Therapeutic Drug Monitoring (TDM), Drug Interactions checking programs and pharmacogenetic tests are valuable instruments in daily clinical practice's quality assurance. However, routine testing would be expensive and there seems no need for it. Many years work experience in pharmacovigilance and quality assurance in psychiatry led us to develop and apply an algorithm [1]. This decision tree leads in several ,,stop/go" steps from the clinical situation of inefficacy or adverse reaction to measuring and interpreting plasma levels, checking for pharmacokinetic interactions and finally, if indicated, to pharmacogenetic tests with genotyping and/or phenotyping. Genetic results should be noted for future treatments, a ,,pharmacogenetic card" is proposed.

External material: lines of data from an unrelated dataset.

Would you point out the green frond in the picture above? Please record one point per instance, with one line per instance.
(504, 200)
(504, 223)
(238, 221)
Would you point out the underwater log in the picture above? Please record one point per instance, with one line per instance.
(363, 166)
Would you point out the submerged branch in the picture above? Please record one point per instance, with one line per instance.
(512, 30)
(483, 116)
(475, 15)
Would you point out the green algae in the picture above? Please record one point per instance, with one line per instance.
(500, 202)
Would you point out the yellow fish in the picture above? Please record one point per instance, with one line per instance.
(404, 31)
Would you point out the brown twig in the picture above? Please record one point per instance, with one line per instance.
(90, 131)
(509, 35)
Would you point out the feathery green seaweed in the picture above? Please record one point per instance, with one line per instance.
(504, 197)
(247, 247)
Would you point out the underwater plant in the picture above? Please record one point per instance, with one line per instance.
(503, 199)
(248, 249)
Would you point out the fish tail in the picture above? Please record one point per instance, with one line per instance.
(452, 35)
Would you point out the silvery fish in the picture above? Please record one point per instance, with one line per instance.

Several clinical cases, mainly from the pharmacovigilance program AMSP, are used to illustrate its practical use: interpretation of plasma levels and metabolic ratios, benefit and limitations of drug interaction programs, indication for pharmacogenetic testing, and examples of other factors influencing drug response.
The interplay of genetics, drug interactions, life style and other personal vulnerabilities like comorbidity make prediction of drug response very complex. The use of TDMplus has proven useful guiding the clinicians in difficult clinical situations and helping elucidating the causality of adverse drug reactions.